The group started operations by identifying the major problems in administrative justice and found that directives that were issued by different government institutions were the leading cause of the problem, according to Abduletif Kedir, the vice secretariat of the Legal Reform Working Group.


“There have been multiple administrative drafts that had been prepared by different government offices over the past years that were never legislated,” said Abduletif.

But as the working group found the drafts to be incomplete, lacking clarity and structurally wrong, it decided to draft a whole new proclamation, according to him.

In principle, administrative institutions have a delegated power to issue laws, as they are closer to the problem. Parliament, which is the main legislative organ of the state, neither has the time nor the expertise to address all necessary details.

However, in practice, the institutions passed directives that violated other laws and passed laws on matters that were outside of their jurisdiction, according to Abduletif.


The draft proclamation proposes that any decision made by the administrative institutions that establish rights and duties should be regarded as a directive. However, the law exempts decisions that govern the internal working structure of institutions from being considered as directives.

“There is a lack of clarity as administrative institutions pass decisions in the forms of circular letters, manuals and guidelines,” said Abduletif.

Decisions that govern the public, in general, are regarded as directives and should be passed after fulfilling specific criteria, according to the bill.


The bill also proposes a new procedure that will make administrative institutions make the proposed directives available for public discussion for not less than a month in order to receive feedback.

The bill also tries to address the accessibility of the directives after they come into effect and prohibits the applicability of any directive before it is made available to the public.

At the very least, the directive should be submitted to the Office of the Attorney General or be posted on its website for it to be implemented, according to Abduletif.

Any directive that was made without fulfilling the above criteria is subject to judicial review, and citizens can ask for the annulment of the directive at the Federal High Court Administrative Bench within three months after the directive is passed, according to the bill.

When reviewing a directive, the Administrative Bench will only ensure that it is in line with the principle of legality; whether or not the subject matter of the directive is within the power of the institution; and identify if necessary procedures were fulfilled before the passing of the directive.

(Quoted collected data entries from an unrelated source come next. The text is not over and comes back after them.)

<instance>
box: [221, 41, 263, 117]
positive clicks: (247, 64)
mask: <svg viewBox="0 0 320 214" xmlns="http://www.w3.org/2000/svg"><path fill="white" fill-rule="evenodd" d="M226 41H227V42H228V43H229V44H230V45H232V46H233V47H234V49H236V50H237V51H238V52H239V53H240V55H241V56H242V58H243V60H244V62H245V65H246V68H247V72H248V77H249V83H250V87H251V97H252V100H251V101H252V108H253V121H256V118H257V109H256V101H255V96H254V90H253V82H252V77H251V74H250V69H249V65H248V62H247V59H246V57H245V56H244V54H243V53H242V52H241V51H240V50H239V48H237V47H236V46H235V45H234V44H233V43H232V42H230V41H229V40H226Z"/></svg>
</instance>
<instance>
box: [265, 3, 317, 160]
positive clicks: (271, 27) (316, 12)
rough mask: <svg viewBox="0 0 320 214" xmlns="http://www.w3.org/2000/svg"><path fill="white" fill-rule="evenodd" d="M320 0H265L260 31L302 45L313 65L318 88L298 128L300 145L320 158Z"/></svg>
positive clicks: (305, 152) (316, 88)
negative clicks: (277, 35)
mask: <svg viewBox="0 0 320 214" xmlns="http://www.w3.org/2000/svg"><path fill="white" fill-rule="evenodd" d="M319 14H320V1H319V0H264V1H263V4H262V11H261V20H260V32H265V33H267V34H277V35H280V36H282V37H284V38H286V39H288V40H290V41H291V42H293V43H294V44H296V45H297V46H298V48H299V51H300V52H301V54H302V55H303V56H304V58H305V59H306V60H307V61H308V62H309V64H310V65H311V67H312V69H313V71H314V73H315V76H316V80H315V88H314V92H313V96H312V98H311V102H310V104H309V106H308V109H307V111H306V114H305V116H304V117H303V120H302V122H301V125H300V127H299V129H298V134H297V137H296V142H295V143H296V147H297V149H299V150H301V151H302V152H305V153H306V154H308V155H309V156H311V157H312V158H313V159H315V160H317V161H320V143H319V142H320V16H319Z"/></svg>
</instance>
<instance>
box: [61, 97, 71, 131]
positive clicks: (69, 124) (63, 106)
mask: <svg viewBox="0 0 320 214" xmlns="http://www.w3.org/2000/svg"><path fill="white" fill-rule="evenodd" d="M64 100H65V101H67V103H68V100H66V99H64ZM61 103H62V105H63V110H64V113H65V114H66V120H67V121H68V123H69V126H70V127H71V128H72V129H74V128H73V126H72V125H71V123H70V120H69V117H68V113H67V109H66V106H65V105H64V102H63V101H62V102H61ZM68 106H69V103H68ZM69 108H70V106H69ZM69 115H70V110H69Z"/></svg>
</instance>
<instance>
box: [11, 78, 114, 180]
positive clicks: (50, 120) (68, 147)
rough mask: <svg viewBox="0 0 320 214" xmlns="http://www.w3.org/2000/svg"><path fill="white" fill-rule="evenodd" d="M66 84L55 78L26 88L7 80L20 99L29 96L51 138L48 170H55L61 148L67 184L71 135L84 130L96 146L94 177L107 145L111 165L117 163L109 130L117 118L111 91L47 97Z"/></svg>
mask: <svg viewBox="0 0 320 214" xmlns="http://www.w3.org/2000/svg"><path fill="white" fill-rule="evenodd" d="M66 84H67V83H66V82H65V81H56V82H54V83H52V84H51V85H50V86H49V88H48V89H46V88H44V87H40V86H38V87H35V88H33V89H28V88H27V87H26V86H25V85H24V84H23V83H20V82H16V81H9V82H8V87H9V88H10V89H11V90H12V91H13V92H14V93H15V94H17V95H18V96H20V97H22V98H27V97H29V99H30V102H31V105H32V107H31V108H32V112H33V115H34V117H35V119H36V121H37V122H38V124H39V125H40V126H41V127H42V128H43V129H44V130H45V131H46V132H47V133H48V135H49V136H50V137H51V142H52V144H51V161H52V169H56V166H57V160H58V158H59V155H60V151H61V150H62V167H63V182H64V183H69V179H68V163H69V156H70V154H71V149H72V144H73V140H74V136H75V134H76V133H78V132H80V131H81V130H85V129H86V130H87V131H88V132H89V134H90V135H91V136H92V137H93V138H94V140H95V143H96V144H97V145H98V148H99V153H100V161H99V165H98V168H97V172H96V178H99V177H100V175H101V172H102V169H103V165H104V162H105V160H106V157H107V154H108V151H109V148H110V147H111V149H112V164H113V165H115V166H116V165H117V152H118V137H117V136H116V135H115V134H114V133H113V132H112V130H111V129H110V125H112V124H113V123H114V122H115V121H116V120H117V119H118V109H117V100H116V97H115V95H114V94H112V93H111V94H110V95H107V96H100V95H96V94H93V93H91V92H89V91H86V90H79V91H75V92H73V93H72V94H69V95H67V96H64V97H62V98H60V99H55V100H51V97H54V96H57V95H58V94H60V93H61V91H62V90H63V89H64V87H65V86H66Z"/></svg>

If the Administrative Bench finds that the directive was passed in violation of any of the above principles, it can cancel the directive and order the institution to enact a new directive fulfilling the principles.

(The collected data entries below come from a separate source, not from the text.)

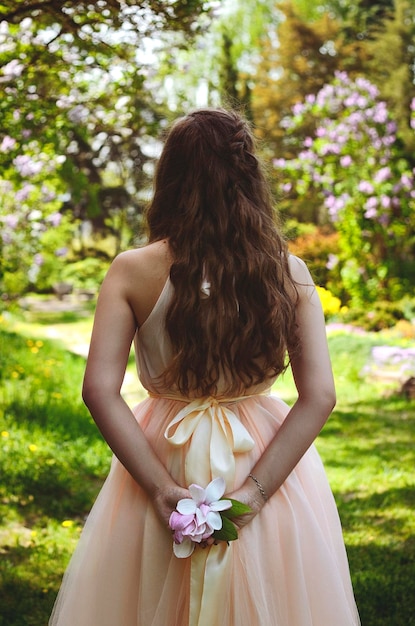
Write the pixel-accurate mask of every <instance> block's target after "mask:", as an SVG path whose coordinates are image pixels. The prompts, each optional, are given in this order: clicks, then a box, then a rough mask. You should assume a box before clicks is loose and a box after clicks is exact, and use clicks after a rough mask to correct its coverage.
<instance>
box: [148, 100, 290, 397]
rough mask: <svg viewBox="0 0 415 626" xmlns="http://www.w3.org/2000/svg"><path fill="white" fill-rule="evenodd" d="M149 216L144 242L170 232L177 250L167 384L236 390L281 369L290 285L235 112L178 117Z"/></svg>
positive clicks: (272, 210) (241, 392) (248, 137)
mask: <svg viewBox="0 0 415 626" xmlns="http://www.w3.org/2000/svg"><path fill="white" fill-rule="evenodd" d="M147 220H148V225H149V231H150V241H157V240H162V239H165V238H167V239H168V241H169V244H170V249H171V252H172V256H173V263H172V266H171V270H170V279H171V282H172V284H173V286H174V297H173V300H172V302H171V304H170V306H169V309H168V311H167V316H166V329H167V331H168V334H169V336H170V339H171V343H172V347H173V355H174V357H173V360H172V363H171V364H170V366H169V367H168V369H167V371H166V372H165V373H164V376H165V380H166V381H167V382H168V383H169V384H172V383H175V384H176V385H177V386H178V388H179V389H180V391H181V392H182V393H183V394H184V395H192V396H193V395H215V394H217V393H218V390H220V392H221V393H223V392H224V390H225V391H226V393H227V394H240V393H243V390H244V389H245V388H247V387H250V386H252V385H256V384H259V383H262V382H263V381H265V380H266V379H268V378H270V377H272V376H274V375H278V374H280V373H281V372H283V371H284V370H285V368H286V367H287V356H286V354H287V347H288V346H292V347H293V346H295V344H296V339H295V337H296V324H295V301H296V289H295V284H294V282H293V280H292V279H291V277H290V273H289V269H288V260H287V248H286V244H285V241H284V239H283V237H282V235H281V233H280V231H279V229H278V227H277V225H276V222H275V214H274V210H273V202H272V198H271V194H270V190H269V186H268V184H267V182H266V178H265V176H264V173H263V171H262V168H261V165H260V163H259V161H258V159H257V157H256V155H255V145H254V137H253V134H252V132H251V130H250V127H249V125H248V123H247V122H246V121H245V120H244V119H243V118H242V117H241V115H239V114H238V113H236V112H234V111H227V110H224V109H203V110H197V111H194V112H193V113H190V114H189V115H187V116H186V117H184V118H181V119H179V120H178V121H176V123H174V125H173V126H172V128H171V130H170V132H169V134H168V136H167V139H166V142H165V145H164V149H163V151H162V154H161V157H160V160H159V163H158V167H157V171H156V175H155V188H154V196H153V200H152V202H151V204H150V207H149V210H148V213H147ZM203 280H207V281H209V282H210V295H209V297H206V295H204V294H203V292H202V291H201V285H202V281H203Z"/></svg>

The other major issue the administrative bill tries to address is the day to day functions of administrative agencies.


Government institutions in fulfilling their duties and giving service to the public should adhere to international principles of good governance, according to Abduletif.

The bill mandates that government institutions should be transparent, reasonable, act in good faith, pass decisions on time and be non-discriminatory.

It also requires government institutions to give receipts whenever they receive a demand for service and reply to the requests in writing.

The bill empowers any person who believes that a decision made by government agencies was not in respect to these principles and procedures to lodge complaints to the Administrative Bench within one month from the date the decision has been passed.

However, with the view of prohibiting the abuse of such provisions and limiting a large number of cases that could end up at the Administrative Bench, the bill only allows people to lodge their complaints at the court after they have exhausted internal procedures of the specific institution to solve their case.

The Administrative Bench, similar to its judicial power in reviewing directives, does not review the merits of a particular case but rather ensures that an institution of government has followed necessary procedures before the passing of the decision. The court will either sustain the decision or order the institution to review its decision and remand the case.

The first draft of the law was opened for stakeholder discussion on July 20, 2019. The team expects to table the bill to the Council of Ministers this August and the legislation to be voted on this October when parliament returns from recess.